オンラインゲームやスマホゲームなどのチート行為における実際の逮捕事例や逮捕されやすいチート行為の基準、逮捕された場合の処罰内容などについて、ゲーム分野の知的財産権や法務を専門とする弁理士が解説します。

藤枝 秀幸

執筆者:藤枝 秀幸

弁理士ガイド

チート行為で逮捕された場合の処罰内容

チート行為で逮捕・書類送検された場合、先述の逮捕・書類送検事例にあるものでは、以下のような処罰内容でした。

・『パズル&ドラゴンズ』の所持モンスターの能力値変更など(著作権法違反)の場合は、罰金50万円

・『モンスターハンターフロンティアG』のゲーム内アイテムの不正入手代行等(私電磁記録不正作出・供用罪)の場合は、大学3年生に懲役1年(執行猶予3年)

・『パズル&ドラゴンズ』のチートツールの販売等(偽計業務妨害幇助等)の場合は、チートツールの販売者に懲役1年6月(執行猶予3年)

・『人狼ジャッジメント』のチート方法をWeb上へ掲載するなど(偽計業務妨害等)の場合は、1000万円の損害賠償(民事裁判)

通常は刑事罰として罰金や懲役刑が科されますが、その他に、『人狼ジャッジメント』のケースのようにオンラインゲームの運営会社が個別に民事裁判を起こして損害賠償請求をするという場合もあります。

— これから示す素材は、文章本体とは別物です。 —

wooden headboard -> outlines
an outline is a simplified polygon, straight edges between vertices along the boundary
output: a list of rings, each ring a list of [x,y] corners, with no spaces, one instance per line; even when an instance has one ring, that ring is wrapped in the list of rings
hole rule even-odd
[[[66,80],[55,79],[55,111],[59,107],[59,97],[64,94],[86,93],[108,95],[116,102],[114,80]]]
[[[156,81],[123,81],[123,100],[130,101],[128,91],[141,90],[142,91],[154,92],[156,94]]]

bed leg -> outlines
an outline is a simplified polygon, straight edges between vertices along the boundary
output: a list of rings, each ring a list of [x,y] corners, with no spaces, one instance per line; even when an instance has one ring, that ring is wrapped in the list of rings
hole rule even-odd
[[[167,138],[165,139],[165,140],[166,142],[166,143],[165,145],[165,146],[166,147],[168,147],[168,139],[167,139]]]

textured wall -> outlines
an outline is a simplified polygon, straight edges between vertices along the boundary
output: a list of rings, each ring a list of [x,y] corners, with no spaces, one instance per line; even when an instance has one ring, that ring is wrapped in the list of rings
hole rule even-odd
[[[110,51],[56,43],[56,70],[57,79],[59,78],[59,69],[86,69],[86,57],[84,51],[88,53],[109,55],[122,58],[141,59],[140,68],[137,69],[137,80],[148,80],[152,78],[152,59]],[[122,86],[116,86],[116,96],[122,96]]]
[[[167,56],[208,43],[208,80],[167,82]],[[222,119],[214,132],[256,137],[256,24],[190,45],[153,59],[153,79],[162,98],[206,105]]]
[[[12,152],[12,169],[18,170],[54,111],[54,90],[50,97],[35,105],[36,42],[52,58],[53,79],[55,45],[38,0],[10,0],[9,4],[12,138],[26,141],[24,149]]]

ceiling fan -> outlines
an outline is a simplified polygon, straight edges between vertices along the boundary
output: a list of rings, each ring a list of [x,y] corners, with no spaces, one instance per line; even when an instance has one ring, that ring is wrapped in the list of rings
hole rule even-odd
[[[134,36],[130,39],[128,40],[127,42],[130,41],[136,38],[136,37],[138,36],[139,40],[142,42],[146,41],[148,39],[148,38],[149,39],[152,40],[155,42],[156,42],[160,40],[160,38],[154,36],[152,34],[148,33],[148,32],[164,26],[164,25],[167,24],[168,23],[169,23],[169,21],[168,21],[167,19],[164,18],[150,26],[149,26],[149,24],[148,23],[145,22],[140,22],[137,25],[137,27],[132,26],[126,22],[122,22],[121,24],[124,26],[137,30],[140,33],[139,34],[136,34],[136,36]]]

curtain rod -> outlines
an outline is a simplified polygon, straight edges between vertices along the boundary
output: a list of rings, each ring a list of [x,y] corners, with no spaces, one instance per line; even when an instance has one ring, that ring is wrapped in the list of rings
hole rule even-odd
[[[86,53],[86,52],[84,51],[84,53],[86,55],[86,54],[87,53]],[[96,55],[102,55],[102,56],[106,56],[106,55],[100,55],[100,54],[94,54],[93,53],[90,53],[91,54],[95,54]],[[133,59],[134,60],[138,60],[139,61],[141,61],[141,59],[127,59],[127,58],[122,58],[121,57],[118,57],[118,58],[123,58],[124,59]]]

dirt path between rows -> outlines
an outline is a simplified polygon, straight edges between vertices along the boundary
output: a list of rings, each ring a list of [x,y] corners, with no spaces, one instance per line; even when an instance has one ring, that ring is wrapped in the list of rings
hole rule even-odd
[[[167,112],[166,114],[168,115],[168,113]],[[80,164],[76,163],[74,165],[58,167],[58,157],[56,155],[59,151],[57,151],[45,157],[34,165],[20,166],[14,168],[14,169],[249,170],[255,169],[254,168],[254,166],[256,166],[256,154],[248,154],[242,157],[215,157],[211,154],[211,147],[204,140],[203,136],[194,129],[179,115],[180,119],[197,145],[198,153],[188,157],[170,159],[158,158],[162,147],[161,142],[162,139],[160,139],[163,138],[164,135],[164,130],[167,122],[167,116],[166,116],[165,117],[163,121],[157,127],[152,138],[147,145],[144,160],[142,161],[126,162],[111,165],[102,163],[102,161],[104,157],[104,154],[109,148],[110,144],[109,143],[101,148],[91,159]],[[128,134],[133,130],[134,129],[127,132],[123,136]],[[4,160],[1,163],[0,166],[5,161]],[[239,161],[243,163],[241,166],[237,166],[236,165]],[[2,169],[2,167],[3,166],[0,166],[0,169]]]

この場合は、多額の損害賠償金となることも。
 

裁判などではどのような点が重視されるのか

チート行為などで逮捕・書類送検されて、実際に裁判になった場合に、どのような点が重視されるのか、2019年の『パズル&ドラゴンズ』のチートツール販売等における横浜地方裁判所の事例(2019年4月16日)をもとに解説します。

この事例は、『パズル&ドラゴンズ』のダンジョンに挑む際にスタミナが消費しないようにするツール『ゴーストルーター』を作成して販売したことが問題となり、販売者が逮捕・書類送検され裁判となったものです。この裁判においては、「運営会社の課金機会の減少」という点を重視して判断されていました。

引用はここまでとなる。